K. Hen. O God, what mischiefs work the wicked ones; Heaping confusion on their own heads thereby!

Q. Mar. Gloster, see here the tainture of thy nest; And, look, thyself be faultless, thou wert best.

Glo. Madam, for myself, to heaven I do appeal,
How I have lov'd my king, and commonweal :
And, for my wife, I know not how it stands;
Sorry am I to hear what I have heard :
Noble she is; but if she have forgot
Honour, and virtue, and convers’d with such
As, like to pitch, defile nobility,
I banish her, my bed, and company;
And give her, as a prey, to law, and shame,
That hath dishonour'd Gloster's honest name.

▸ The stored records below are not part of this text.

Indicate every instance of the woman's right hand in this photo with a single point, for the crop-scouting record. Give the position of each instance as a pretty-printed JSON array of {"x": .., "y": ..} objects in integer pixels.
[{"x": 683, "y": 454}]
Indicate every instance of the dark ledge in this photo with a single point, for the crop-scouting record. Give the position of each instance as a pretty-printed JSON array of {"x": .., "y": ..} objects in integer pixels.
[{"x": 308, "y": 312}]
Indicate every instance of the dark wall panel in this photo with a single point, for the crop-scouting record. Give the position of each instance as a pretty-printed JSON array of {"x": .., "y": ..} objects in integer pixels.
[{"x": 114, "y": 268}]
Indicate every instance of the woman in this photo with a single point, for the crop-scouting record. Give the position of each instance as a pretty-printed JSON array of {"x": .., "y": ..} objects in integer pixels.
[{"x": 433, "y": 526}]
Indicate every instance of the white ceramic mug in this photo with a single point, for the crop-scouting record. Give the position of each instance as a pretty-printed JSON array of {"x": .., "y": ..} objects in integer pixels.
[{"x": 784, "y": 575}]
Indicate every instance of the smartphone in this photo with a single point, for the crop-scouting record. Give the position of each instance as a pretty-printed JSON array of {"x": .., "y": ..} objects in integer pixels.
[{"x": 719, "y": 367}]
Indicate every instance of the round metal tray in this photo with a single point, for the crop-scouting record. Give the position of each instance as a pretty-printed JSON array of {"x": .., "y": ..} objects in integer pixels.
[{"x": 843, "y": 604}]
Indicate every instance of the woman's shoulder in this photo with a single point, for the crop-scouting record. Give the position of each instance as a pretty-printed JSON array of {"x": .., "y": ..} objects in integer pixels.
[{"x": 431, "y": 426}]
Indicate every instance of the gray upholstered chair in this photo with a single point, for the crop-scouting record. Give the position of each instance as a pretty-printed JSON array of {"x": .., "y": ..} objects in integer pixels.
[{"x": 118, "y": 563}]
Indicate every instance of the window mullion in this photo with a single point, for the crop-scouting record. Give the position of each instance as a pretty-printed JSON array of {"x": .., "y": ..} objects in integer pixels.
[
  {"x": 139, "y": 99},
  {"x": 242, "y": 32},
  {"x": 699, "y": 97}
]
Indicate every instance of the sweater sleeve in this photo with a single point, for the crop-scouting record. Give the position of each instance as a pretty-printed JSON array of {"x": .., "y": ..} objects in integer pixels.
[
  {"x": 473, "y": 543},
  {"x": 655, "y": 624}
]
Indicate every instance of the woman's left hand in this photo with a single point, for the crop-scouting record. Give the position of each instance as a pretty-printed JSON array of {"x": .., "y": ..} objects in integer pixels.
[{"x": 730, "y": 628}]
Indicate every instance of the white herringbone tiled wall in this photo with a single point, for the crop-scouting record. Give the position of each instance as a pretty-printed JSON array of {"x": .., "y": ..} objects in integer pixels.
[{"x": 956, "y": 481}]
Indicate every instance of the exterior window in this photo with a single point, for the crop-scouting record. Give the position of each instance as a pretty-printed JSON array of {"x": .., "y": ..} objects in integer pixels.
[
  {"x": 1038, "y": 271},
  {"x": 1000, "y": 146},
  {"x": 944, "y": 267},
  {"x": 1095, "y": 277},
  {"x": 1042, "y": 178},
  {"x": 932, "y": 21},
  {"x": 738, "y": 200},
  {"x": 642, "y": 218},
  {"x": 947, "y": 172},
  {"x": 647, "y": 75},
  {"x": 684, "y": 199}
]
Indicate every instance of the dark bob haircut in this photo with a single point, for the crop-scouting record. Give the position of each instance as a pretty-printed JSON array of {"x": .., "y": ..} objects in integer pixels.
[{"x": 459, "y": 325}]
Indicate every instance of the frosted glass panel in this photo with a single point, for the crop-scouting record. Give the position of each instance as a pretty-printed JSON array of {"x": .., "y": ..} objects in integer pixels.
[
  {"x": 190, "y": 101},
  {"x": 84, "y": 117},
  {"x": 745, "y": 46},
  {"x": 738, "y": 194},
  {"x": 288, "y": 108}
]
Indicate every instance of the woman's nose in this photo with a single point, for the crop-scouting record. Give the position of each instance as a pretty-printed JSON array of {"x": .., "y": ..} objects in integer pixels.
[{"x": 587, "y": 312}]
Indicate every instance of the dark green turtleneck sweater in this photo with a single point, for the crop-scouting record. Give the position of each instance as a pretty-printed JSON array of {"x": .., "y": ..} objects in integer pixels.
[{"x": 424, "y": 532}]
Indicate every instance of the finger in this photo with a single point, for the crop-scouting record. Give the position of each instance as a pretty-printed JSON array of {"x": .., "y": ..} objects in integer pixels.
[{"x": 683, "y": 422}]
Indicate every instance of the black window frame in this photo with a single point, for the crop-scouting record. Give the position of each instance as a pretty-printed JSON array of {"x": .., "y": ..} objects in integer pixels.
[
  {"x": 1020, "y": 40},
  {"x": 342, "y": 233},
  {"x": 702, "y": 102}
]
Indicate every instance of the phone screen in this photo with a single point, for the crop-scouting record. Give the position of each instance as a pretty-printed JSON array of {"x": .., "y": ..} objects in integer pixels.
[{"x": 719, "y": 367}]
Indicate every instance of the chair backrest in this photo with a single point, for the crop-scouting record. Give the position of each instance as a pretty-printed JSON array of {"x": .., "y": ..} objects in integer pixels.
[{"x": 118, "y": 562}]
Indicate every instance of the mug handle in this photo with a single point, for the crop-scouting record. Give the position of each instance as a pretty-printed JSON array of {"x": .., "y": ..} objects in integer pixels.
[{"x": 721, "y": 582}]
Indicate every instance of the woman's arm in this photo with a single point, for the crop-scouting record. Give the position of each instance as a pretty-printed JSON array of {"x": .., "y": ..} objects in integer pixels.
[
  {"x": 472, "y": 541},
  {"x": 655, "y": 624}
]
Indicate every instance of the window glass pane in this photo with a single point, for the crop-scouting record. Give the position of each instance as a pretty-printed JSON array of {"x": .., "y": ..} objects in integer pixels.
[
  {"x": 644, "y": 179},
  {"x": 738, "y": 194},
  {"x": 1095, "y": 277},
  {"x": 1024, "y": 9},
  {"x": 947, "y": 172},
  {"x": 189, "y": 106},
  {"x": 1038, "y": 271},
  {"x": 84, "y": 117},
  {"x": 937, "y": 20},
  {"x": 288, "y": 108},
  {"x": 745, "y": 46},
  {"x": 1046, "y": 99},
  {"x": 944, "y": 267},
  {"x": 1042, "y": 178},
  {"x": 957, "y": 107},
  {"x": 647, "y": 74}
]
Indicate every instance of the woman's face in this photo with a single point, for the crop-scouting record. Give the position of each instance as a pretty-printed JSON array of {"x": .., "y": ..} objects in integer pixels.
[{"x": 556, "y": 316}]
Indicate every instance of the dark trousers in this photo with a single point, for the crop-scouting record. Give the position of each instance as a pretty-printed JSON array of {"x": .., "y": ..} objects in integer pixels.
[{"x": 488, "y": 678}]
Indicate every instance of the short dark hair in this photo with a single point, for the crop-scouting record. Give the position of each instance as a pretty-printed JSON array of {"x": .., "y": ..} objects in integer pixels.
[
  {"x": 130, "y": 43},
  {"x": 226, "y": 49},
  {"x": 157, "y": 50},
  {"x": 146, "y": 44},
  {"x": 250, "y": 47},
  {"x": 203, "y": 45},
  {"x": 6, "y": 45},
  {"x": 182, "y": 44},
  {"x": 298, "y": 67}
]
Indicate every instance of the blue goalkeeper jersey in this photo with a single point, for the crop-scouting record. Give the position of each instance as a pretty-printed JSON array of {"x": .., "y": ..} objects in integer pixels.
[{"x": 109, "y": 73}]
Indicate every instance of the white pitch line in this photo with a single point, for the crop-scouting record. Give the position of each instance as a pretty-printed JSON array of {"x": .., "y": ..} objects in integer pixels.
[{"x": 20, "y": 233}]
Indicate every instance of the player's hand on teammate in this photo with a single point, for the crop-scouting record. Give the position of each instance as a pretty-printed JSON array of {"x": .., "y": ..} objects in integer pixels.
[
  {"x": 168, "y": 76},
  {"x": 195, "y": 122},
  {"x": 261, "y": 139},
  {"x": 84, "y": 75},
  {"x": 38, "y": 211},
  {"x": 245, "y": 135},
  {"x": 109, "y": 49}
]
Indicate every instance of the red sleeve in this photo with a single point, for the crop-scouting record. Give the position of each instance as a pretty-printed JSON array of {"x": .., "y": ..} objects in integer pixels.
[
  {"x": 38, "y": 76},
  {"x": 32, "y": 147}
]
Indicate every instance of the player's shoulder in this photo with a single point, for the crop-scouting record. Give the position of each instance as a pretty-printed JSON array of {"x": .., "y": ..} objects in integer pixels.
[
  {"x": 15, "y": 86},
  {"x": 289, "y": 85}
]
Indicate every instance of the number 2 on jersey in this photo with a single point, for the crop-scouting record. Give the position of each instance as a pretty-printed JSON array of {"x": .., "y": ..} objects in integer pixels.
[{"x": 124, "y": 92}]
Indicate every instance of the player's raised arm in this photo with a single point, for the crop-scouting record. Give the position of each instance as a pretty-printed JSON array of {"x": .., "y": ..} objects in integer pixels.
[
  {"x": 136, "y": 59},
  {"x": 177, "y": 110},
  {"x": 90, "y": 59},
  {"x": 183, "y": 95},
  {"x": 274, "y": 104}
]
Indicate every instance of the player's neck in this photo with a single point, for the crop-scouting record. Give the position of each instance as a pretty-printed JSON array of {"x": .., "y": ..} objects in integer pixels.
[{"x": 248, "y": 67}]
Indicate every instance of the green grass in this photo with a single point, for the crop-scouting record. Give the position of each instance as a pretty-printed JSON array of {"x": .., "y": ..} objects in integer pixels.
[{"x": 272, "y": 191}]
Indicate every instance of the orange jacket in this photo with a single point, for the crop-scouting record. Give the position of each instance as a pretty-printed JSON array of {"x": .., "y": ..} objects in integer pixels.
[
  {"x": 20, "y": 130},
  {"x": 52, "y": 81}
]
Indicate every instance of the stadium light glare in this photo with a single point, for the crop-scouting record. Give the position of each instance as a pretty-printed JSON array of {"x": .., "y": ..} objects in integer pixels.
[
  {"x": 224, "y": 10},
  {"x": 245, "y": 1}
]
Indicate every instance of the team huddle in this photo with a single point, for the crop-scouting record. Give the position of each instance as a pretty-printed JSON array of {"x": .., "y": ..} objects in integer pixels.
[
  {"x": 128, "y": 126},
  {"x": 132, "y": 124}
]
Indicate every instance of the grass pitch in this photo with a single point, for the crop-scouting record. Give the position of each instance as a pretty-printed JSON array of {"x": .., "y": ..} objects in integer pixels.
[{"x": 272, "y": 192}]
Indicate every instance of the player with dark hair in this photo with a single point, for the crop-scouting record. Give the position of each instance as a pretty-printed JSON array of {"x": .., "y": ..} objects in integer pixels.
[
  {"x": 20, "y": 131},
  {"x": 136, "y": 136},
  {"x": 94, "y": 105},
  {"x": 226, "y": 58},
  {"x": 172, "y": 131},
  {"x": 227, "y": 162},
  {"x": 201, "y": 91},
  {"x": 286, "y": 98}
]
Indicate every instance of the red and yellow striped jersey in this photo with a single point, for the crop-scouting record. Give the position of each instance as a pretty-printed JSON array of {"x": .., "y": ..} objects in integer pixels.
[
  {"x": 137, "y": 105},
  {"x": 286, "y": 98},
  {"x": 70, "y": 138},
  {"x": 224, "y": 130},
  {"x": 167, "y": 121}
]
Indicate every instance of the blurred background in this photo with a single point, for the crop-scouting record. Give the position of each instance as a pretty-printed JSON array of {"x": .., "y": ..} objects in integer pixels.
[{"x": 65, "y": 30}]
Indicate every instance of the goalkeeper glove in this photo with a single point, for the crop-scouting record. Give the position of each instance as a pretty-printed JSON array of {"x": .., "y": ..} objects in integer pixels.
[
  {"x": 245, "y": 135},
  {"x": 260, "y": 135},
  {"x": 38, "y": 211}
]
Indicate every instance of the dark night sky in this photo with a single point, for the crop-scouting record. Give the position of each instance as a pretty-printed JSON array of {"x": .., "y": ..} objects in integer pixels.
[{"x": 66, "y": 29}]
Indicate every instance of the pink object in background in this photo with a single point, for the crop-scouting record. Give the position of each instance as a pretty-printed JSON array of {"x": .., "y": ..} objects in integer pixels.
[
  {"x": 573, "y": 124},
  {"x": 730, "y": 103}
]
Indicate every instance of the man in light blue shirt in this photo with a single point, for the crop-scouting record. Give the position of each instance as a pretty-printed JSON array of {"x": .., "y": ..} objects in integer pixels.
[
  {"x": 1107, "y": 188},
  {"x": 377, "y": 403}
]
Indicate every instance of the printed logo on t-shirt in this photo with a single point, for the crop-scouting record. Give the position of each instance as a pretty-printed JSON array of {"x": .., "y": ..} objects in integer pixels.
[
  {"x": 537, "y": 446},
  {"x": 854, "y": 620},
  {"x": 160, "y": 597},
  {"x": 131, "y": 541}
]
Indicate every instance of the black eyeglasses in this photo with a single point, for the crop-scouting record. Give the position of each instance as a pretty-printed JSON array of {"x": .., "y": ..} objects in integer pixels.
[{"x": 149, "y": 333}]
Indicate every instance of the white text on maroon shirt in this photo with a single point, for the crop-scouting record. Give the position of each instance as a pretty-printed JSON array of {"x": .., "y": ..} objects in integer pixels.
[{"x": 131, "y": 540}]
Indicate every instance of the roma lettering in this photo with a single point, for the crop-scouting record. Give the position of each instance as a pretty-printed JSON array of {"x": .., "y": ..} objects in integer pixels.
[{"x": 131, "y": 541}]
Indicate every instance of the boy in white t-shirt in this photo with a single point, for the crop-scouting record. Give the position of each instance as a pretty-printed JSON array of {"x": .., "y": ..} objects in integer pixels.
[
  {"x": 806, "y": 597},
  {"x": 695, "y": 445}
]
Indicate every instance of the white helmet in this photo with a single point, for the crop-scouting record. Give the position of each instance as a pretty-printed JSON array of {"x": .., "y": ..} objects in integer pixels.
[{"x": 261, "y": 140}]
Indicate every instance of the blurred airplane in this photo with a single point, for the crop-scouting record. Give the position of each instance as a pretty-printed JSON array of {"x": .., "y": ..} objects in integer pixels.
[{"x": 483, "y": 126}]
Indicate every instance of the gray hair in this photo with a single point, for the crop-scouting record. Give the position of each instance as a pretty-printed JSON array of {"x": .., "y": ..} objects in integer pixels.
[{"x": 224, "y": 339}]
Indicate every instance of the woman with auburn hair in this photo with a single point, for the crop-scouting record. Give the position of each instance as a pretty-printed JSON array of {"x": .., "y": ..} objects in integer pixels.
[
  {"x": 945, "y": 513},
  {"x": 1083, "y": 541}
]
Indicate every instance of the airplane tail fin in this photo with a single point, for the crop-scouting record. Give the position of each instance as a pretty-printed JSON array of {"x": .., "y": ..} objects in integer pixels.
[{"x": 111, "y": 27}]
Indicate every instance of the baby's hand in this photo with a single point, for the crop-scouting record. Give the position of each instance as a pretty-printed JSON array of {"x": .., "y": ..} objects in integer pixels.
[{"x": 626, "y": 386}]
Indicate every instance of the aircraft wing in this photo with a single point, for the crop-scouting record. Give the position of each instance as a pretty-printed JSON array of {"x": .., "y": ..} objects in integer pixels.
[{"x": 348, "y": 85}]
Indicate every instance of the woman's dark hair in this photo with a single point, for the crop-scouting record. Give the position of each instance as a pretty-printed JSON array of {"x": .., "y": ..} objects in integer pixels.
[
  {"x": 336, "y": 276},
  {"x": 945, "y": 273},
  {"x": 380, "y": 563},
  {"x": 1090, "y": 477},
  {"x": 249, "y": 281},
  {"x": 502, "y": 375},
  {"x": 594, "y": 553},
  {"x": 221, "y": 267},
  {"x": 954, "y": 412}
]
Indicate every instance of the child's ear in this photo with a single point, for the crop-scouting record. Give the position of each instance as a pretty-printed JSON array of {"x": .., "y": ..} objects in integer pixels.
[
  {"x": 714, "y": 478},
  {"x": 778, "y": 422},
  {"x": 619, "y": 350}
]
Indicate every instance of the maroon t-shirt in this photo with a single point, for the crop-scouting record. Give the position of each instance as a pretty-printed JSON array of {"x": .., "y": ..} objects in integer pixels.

K. Hen. Well, for this night, we will repose us here:
To-morrow, toward London, back again,
To look into this business thoroughly,
And call these foul offenders to their answers;
And poise the cause in justice' equal scales,
Whose beam stands sure, whose rightful cause prevails.

[Flourish. Exeunt.

SCENE II.—London. The Duke of York's Garden.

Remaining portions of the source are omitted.